Guess who founded and funded Americans For Prosperity? The petroleum industry leaders Charles and David Koch! Their exceptionally well phrased campaign, ‘Cap and Tax’, suggested liberals like Al Gore were threatening the American way of life and lo and behold, the plan was shot down.

It was around this time that the topic of climate change shifted from a political debate to a cultural one and until very recently, the leader of America wouldn’t even enter a conversation about the climate crisis. It was “fake news”!

“the skyscrapers, the missiles, the oil drills [...] eventually all of that aggressive phallic energy had such a corroding effect on the planet that nature had no choice but to extinguish it.”

No Men Beyond This Point

Daggett’s paper shows how close to the truth (minus the bit about nature extinguishing men, we don’t want that!), this really is. She analyses the role of masculinity in the historic subjugation of nature and introduces the political activism and intellectual critique of Ecofeminism in her conclusion when discussing gender- and environmental-based violence within this toxic masculinity that thrives on fossil fuel extraction. 

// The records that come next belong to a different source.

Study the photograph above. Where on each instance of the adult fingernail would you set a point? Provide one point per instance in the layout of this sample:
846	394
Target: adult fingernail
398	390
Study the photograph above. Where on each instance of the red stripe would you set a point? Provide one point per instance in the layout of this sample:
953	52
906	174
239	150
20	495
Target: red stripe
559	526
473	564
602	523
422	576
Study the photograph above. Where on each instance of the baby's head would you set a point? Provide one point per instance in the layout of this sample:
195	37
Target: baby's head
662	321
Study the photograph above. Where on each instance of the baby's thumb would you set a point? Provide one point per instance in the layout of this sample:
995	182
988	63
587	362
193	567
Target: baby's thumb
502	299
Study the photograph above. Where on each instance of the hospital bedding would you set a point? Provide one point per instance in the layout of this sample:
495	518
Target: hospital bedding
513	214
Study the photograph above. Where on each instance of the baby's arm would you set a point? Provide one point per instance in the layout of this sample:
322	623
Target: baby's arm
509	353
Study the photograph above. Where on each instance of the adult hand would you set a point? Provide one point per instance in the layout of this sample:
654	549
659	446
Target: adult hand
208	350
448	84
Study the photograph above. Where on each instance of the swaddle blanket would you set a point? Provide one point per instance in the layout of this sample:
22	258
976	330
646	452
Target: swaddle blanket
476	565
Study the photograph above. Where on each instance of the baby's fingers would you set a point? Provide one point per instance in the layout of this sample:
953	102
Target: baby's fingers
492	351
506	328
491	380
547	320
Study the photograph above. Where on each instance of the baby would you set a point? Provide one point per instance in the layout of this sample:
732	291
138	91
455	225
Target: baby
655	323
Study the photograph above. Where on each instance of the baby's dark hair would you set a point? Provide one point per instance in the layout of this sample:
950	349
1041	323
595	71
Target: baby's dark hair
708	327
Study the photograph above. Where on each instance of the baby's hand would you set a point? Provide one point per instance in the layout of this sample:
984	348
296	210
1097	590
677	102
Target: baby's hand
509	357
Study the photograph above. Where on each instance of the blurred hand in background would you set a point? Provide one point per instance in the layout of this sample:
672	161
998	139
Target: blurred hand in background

The inequities that Daggett explores are beginning to reveal themselves and as we said in our Intro to Ecofeminism, it is precisely because of this disproportionate violence towards women in the climate crisis that they are in fact at the forefront of the environmental movement. There is also growing public awareness of just how close we are to the collapse of ‘the capitalist system built to hide its waste’. The cracks are beginning to leak across the globe and its effects aren’t just being suffered by MAPA. That is why we must challenge and turn the status quo around. Not to the fictional extremes of No Men and The Power but Daggett has shown us that ending the use of fossil fuels is not only an environmental imperative but could help to end centuries of social injustice and violence. Perhaps in freeing ourselves from our dependency on fossil fuels, we can tackle domineering but arbitrary notions of what it means to be a man. 

‘Gender is a shell game. What is a man? Whatever a woman isn’t. What is a woman? Whatever a man is not. Tap on it and it’s hollow. Look under the shells: it’s not there.’

The Power, p.338

So now, if we’re ever asked why we hate fossil fuels so much and if somehow the fact that they’re destroying our planet isn’t enough, we can say they’re also making a mockery of social justice and gender-equality.

Two easy things you might like to do on this fine sunny Monday:

  • Switch to a renewable energy provider. We’re making great strides in the UK with renewables such as wind and water outpacing our use of fossil fuels.
  • Join us in the Rental Revolution and help us challenge the Fashion Industry's dependency on fossil fuels and social justice abuses.

*Alderman, N. 2017 [2016]. The Power. London: Penguin Books.

**Daggett, C. 2018. Petro-masculinity: Fossil Fuels and Authoritarian Desire. In: Millennium: Journal of International Studies. 47:1. pp.25-44.